Among architects who spoke during the daylong conference, perhaps the one most clearly indebted to technology was Thom Mayne. The Pritzker Prize-winner (who said that outside the office he is techno-challenged, unable to turn on the television) described the arc of his career in terms of what CAD has made possible. Recalling the days when he conceived of buildings as plans, elevations, and sections, he said those drawings are now just digital “outputs,” and that the latest software is “allowing us to change the direction of architecture aesthetically.” He can now create buildings that are neither drawable nor even “preconceivable.”
David Rockwell, of Rockwell Group; Lise Anne Couture, of Asymptote Architecture; and Keith Besserud of Skidmore, Owings & Merrill (SOM) spoke of ways they integrate the latest research into their architectural practices. But another representative of SOM, structural engineering partner William F. Baker, described the firm’s intensive research into an initiative that sounds almost retro—creating tall buildings with timber frames. Other speakers commented on the connections between technology and craft. As Chris Sharples of SHoP Architects noted, digital tools are helping to connect innovative architects with artisans. Aleksey Lukyanov-Cherny of the firm Situ Studio said, “What technology is doing is not removing the hand—it’s actually allowing more hands to participate.”
Among the most provocative presenters of the day were the members of a panel on how “big data,” the vast amount of information available to architects and planners, can shape the physical world. As moderator and author Andrew Blum stated, “Data has spatial consequences.” Anthony Townsend, a researcher and author, spoke of systems that will help control cities of “tens of millions of people,” noting, for example, that cellphone usage data allowed Istanbul to redesign its bus network, matching routes to demand without the need for cumbersome market research.
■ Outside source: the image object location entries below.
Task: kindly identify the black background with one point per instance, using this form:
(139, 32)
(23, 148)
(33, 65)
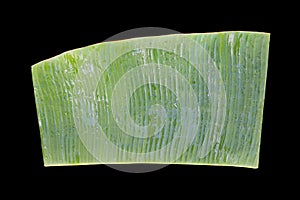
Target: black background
(35, 34)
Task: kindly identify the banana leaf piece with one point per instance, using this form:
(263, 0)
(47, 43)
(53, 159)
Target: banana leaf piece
(174, 99)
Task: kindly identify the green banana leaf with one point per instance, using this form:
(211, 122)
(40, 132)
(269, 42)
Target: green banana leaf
(174, 99)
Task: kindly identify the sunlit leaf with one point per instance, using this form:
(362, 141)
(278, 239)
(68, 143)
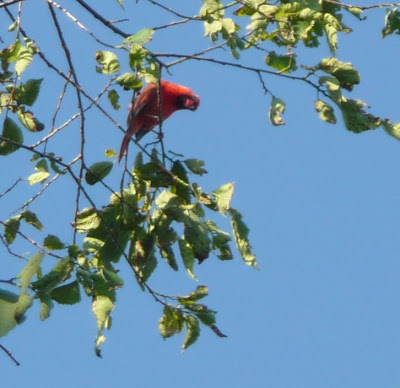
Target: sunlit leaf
(129, 81)
(108, 61)
(326, 112)
(171, 322)
(195, 166)
(193, 331)
(97, 172)
(30, 270)
(11, 228)
(28, 92)
(241, 233)
(60, 272)
(67, 293)
(53, 243)
(223, 196)
(11, 131)
(28, 120)
(275, 111)
(113, 97)
(282, 63)
(141, 37)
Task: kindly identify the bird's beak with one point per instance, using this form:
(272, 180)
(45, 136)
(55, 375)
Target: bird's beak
(193, 102)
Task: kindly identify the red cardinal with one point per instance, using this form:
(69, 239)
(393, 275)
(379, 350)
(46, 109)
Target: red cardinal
(144, 115)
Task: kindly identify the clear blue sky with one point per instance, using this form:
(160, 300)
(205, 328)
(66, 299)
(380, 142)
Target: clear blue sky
(322, 204)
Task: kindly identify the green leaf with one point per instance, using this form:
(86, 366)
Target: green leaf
(28, 120)
(241, 233)
(346, 74)
(223, 196)
(28, 92)
(12, 132)
(46, 305)
(355, 118)
(67, 294)
(112, 278)
(129, 81)
(92, 245)
(193, 331)
(87, 220)
(23, 304)
(277, 108)
(8, 302)
(168, 255)
(141, 37)
(197, 235)
(326, 112)
(102, 308)
(187, 256)
(32, 219)
(391, 129)
(282, 63)
(220, 241)
(171, 322)
(181, 184)
(30, 270)
(357, 12)
(23, 60)
(195, 166)
(113, 97)
(38, 177)
(11, 228)
(108, 61)
(60, 272)
(392, 23)
(97, 172)
(53, 243)
(166, 200)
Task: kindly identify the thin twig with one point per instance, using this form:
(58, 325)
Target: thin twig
(10, 2)
(9, 354)
(11, 187)
(79, 24)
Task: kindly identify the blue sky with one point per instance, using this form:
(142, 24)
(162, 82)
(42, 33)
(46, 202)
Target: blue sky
(321, 203)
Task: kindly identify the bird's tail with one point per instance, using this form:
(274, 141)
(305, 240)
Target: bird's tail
(124, 146)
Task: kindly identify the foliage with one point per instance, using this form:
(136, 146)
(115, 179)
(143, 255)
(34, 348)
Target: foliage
(157, 210)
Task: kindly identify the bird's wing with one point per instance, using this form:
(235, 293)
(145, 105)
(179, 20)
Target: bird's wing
(148, 95)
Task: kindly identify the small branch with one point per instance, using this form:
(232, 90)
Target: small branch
(9, 354)
(9, 249)
(79, 24)
(10, 2)
(11, 187)
(10, 281)
(363, 7)
(102, 19)
(33, 242)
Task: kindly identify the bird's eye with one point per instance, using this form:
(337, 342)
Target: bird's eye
(188, 102)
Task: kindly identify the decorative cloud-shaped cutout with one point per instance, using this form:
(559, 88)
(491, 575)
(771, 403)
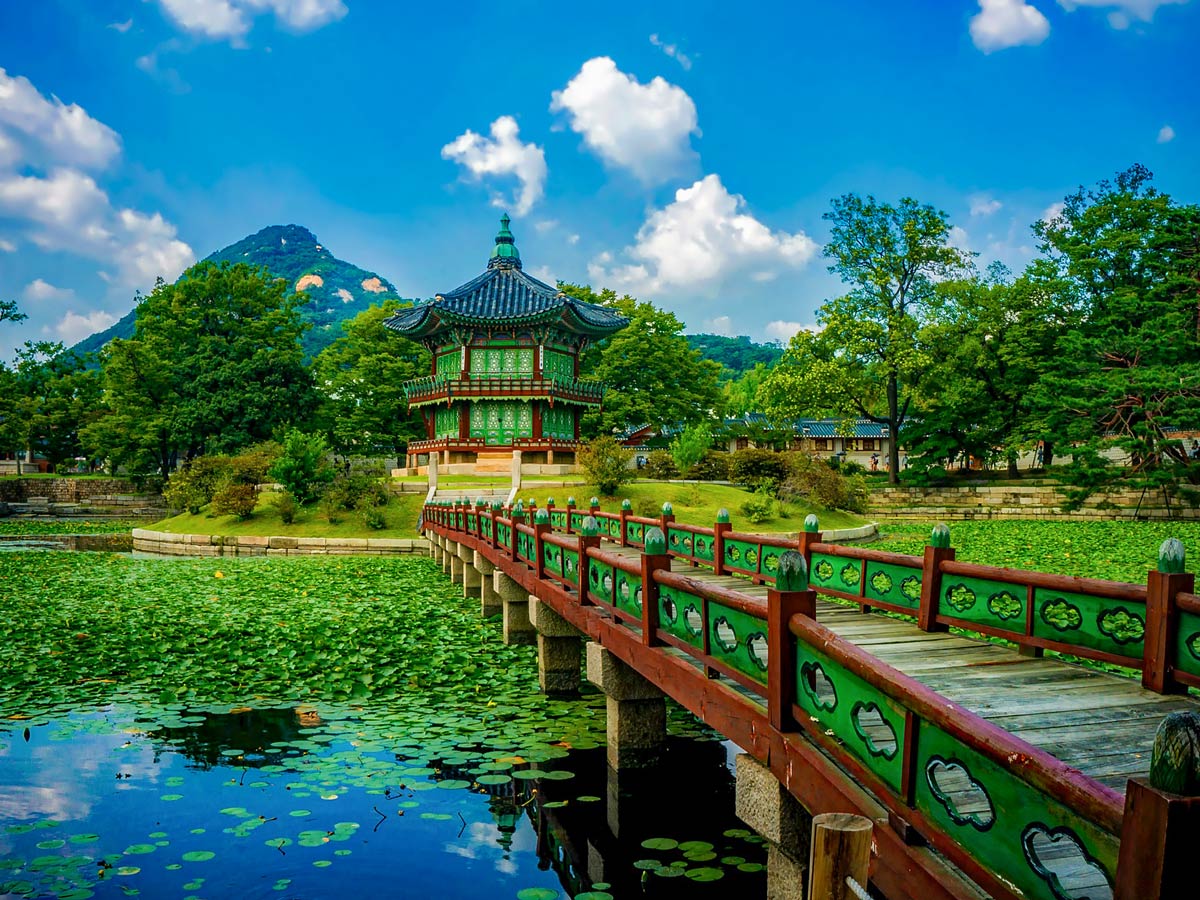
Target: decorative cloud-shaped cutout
(874, 730)
(965, 799)
(1057, 857)
(1121, 625)
(960, 598)
(817, 685)
(1005, 605)
(724, 634)
(1061, 615)
(756, 648)
(881, 583)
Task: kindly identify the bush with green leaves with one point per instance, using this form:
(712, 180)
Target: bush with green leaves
(690, 445)
(660, 466)
(303, 467)
(235, 501)
(713, 466)
(605, 463)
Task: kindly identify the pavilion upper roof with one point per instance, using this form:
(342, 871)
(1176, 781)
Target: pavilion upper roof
(502, 298)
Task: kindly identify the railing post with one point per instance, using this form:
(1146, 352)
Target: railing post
(540, 526)
(1163, 618)
(1161, 828)
(720, 528)
(654, 557)
(936, 552)
(791, 595)
(589, 537)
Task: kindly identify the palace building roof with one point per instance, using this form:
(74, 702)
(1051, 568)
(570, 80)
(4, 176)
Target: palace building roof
(502, 298)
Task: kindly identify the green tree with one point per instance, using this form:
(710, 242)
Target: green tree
(869, 359)
(360, 379)
(214, 365)
(1123, 261)
(653, 375)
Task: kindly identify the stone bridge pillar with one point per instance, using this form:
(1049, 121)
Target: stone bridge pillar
(558, 649)
(515, 610)
(767, 807)
(636, 711)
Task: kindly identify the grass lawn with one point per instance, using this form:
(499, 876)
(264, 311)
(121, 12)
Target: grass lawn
(401, 515)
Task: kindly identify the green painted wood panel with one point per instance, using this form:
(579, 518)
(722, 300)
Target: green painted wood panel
(1041, 846)
(1097, 623)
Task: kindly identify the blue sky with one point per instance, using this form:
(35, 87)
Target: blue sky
(682, 151)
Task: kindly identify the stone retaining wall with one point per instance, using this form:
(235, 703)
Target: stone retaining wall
(217, 545)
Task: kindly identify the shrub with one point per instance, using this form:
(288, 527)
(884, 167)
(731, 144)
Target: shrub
(690, 445)
(301, 467)
(235, 501)
(756, 468)
(605, 465)
(660, 465)
(760, 507)
(714, 466)
(287, 507)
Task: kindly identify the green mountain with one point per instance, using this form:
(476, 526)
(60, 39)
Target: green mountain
(336, 289)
Another panelist, law professor Susan P. Crawford, said the effects of supplying the entire country with fiber optic lines will be as profound as those that resulted from the advent of electricity.
It was Mayne who ended the program, noting that digital tools, by eliminating the need to design in two dimensions, have helped architects rediscover what their profession is about. “As architects, we don’t draw drawings,” he said. “We make buildings.”